If you are the IT Administrator for a small or medium-sized business, you probably should have a tool that can monitor the event logs across your network. Usually, when something goes wrong, we look at the event log to figure out what the problem is.
But it’s always better to be more proactive and monitor the event log to quickly resolve problems before they become bigger. You can always use Event Viewer in windows to monitor one computer or server, but to monitor an entire network, you need something more robust.
Event Sentry Light is a free program that you can use to monitor Windows event logs across your domain. The program actually comes in two flavors, a Light edition that is free and a commercial package that has more features.
Event Sentry basically consists of several packages that you can install to monitor not only the event log, but also log files, services, disk space, and lots more. Here are the main packages of the program:
- Event Log Monitoring – This is the core package of the program and gives you a highly configurable filtering system to setup alerts for just about any type of event. You define which event logs messages you are interested in and then setup notification using many different methods (email, SMS, database, file, and lots more).
- Log File Monitoring – You can use this package to either consolidate text from log files in the EventSentry database or receive notifications when certain text patterns show up in a particular log file. It supports non-delimited and delimited log files.
- Disk Space Monitoring – EventSentry can also monitor any fixed disk drives and generate alerts when the percentage of free disk space is below a predefined threshold or the absolute disk space is below a predefined threshold. You can also monitor the size of directories and log the directory size over time to a database for trend analysis.
- Service, Process and Application Monitoring – Another cool feature is the ability to monitor all Windows services, drivers, and processes. For example, you can receive an alert if a program or service becomes unavailable, when a new service is added to a system, or when a process continuously is increasing it’s memory usage (memory leak).
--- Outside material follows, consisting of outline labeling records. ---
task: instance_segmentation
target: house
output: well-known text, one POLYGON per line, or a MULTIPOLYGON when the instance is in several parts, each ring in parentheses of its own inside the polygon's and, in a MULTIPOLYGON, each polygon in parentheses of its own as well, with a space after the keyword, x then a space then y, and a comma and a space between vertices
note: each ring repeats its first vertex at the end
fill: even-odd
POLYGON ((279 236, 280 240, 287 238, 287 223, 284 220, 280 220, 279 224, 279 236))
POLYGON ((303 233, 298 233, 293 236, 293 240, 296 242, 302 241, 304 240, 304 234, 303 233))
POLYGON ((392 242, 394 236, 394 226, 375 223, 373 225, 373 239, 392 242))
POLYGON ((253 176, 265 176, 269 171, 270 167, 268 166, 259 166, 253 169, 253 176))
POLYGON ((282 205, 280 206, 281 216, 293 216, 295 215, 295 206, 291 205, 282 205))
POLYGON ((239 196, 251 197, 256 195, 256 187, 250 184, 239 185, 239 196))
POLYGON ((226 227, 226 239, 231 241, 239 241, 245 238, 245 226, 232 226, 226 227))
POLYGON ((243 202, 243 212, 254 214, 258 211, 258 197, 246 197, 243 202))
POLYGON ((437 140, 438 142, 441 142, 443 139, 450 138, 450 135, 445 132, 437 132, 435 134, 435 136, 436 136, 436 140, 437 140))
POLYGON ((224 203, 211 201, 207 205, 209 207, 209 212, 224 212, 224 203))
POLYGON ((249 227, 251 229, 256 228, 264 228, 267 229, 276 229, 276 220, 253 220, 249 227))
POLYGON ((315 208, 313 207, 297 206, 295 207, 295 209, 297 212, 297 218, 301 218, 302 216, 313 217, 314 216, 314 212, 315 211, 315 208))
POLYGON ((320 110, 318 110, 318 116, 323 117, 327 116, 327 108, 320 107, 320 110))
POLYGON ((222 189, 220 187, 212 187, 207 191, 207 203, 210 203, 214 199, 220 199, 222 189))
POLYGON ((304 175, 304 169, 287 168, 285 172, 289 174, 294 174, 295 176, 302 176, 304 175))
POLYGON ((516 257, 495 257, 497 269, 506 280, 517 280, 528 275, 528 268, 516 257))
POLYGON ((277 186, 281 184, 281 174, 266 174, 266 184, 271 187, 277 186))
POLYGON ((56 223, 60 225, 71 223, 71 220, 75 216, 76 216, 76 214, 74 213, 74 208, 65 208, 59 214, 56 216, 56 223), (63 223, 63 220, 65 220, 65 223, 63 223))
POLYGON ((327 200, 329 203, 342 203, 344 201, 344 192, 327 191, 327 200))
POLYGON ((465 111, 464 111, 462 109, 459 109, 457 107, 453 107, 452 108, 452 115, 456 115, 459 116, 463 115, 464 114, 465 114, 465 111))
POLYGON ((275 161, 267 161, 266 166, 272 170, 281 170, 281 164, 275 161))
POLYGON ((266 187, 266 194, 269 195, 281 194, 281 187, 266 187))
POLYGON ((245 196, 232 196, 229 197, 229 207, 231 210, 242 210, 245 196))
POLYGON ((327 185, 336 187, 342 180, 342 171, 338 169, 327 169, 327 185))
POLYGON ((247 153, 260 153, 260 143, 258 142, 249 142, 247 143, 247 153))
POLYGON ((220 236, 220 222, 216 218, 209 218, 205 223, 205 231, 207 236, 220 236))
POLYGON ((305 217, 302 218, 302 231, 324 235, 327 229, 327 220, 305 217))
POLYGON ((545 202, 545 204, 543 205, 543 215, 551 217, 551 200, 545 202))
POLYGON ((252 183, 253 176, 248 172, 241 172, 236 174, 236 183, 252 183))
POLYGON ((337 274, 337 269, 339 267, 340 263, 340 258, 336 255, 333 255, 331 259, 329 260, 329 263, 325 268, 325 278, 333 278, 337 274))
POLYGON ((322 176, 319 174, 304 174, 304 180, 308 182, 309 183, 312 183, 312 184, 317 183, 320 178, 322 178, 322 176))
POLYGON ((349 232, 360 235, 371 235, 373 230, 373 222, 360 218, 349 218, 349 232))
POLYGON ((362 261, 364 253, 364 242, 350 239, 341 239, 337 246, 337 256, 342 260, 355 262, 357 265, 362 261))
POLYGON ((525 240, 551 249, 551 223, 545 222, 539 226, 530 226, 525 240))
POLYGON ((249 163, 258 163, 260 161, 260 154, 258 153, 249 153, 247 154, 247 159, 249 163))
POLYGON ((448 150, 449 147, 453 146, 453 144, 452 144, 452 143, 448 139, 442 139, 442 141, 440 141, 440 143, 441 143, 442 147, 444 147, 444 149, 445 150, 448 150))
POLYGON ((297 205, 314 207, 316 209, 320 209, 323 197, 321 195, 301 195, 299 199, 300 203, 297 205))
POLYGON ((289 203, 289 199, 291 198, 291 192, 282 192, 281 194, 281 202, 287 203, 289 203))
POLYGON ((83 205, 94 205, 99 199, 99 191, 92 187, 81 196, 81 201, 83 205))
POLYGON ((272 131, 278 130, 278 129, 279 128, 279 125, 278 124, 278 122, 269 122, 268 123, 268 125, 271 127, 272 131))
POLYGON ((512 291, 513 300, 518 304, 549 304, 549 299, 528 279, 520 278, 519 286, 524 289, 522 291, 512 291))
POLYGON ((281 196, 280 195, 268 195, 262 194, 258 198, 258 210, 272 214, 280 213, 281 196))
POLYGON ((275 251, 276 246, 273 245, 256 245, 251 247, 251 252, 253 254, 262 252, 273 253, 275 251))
- Performance and Network Monitoring – Monitor the uptime of your internal web servers, exchange servers, etc with the network monitoring capabilities of EventSentry. You can also monitor any IP based host such as workstations, printers, network switches, routers and more. Also, setup performance counters on your servers to monitor processor usage, memory usage, thread count, page faults, and more.
- Compliance Tracking – Worried about Sarbanes-Oaxley compliance issues? No problem! EventSentry has a whole slew of tracking features including Process tracking, Console and Network Logon tracking, File Access tracking, Print tracking, Account Management tracking and Policy Change tracking.
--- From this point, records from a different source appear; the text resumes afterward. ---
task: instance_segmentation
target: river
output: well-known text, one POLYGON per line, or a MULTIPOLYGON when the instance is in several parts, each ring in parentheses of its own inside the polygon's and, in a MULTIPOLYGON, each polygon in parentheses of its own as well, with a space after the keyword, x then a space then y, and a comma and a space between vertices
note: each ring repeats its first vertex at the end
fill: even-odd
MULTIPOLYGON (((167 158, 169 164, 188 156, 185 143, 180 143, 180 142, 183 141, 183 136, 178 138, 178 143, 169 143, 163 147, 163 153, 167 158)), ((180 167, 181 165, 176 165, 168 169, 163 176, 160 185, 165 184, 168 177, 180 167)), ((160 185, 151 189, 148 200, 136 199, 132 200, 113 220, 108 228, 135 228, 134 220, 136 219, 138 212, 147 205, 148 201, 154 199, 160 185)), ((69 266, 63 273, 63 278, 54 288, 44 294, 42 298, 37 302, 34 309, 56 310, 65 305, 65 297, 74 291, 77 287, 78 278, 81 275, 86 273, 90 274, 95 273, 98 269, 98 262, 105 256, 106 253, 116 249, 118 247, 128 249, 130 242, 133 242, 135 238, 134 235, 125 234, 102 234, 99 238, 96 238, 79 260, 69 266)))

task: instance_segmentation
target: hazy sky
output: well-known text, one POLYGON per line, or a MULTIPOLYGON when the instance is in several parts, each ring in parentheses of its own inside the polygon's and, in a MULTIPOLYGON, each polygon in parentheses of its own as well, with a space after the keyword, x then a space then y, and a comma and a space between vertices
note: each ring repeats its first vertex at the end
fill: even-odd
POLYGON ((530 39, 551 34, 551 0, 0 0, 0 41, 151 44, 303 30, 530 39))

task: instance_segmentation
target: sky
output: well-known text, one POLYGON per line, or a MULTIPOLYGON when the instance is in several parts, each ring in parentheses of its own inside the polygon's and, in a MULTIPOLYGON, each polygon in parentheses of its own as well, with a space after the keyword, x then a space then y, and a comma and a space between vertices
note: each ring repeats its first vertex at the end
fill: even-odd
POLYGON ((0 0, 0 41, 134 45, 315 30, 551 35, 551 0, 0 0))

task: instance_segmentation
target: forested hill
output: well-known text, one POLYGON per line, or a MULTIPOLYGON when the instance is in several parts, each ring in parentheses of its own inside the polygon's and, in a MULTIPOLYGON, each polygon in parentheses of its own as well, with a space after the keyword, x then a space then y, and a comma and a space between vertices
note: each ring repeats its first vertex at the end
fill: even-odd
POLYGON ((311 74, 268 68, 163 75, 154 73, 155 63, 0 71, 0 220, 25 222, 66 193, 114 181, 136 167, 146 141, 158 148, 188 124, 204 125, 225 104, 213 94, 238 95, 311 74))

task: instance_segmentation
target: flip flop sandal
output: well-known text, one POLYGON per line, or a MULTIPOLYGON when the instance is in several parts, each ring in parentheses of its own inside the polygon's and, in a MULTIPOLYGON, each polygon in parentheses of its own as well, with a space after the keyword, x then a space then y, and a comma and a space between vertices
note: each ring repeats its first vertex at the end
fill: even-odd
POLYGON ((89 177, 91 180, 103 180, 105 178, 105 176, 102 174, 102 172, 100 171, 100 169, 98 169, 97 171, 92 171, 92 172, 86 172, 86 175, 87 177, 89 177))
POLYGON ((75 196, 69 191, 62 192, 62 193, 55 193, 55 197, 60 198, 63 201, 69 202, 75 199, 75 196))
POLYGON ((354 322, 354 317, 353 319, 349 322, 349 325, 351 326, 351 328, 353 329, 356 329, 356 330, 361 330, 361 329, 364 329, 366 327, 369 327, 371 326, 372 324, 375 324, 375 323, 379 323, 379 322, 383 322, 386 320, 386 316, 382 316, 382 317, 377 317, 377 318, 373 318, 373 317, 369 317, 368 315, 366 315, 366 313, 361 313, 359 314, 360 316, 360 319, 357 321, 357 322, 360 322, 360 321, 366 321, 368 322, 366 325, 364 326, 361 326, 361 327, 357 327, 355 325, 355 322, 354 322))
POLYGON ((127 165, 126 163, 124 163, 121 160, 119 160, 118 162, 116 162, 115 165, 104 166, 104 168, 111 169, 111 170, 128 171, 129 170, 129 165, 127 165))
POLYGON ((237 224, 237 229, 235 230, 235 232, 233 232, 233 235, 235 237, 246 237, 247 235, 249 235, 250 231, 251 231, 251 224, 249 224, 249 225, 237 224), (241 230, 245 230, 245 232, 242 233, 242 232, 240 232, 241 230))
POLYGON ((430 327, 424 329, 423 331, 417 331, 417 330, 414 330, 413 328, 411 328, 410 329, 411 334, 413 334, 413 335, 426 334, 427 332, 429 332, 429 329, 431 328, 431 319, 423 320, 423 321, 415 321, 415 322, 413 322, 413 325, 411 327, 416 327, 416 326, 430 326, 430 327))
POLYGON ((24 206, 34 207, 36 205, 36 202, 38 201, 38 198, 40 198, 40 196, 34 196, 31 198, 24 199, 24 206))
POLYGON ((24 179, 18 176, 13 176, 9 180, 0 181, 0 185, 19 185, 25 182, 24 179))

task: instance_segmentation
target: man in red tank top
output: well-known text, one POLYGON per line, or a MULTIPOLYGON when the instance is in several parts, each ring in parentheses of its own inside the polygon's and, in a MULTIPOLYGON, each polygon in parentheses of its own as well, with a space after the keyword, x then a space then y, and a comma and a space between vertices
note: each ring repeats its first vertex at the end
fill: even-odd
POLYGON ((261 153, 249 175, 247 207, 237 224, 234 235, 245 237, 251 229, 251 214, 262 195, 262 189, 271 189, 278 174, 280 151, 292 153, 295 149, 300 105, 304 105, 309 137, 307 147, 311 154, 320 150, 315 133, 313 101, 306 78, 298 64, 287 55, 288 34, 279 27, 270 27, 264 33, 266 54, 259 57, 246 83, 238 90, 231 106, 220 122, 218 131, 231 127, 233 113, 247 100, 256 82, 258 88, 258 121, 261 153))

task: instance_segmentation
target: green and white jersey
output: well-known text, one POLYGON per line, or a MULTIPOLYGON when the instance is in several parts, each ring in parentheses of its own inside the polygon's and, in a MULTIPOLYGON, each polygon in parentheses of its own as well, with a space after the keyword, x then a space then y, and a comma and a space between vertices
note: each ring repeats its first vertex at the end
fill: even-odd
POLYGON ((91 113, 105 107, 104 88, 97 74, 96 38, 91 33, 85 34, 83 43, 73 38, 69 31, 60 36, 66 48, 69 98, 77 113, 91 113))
The free version of the program does not have all of the features that I mentioned above, but it does have most. The Light edition does not have any tracking features, doesn’t support monitoring of Directory Service, File Replication, and DNS Server logs, can only monitor non-delimited text files, and does not include all notification methods.
You can see the full comparison between the Full and Light versions here. Overall, it’s a great monitoring tool for small businesses who only have a few servers and not very big networks. If you do have a pretty large network, you may want to consider shelling out the money for the full version which has a bunch of useful features. Enjoy!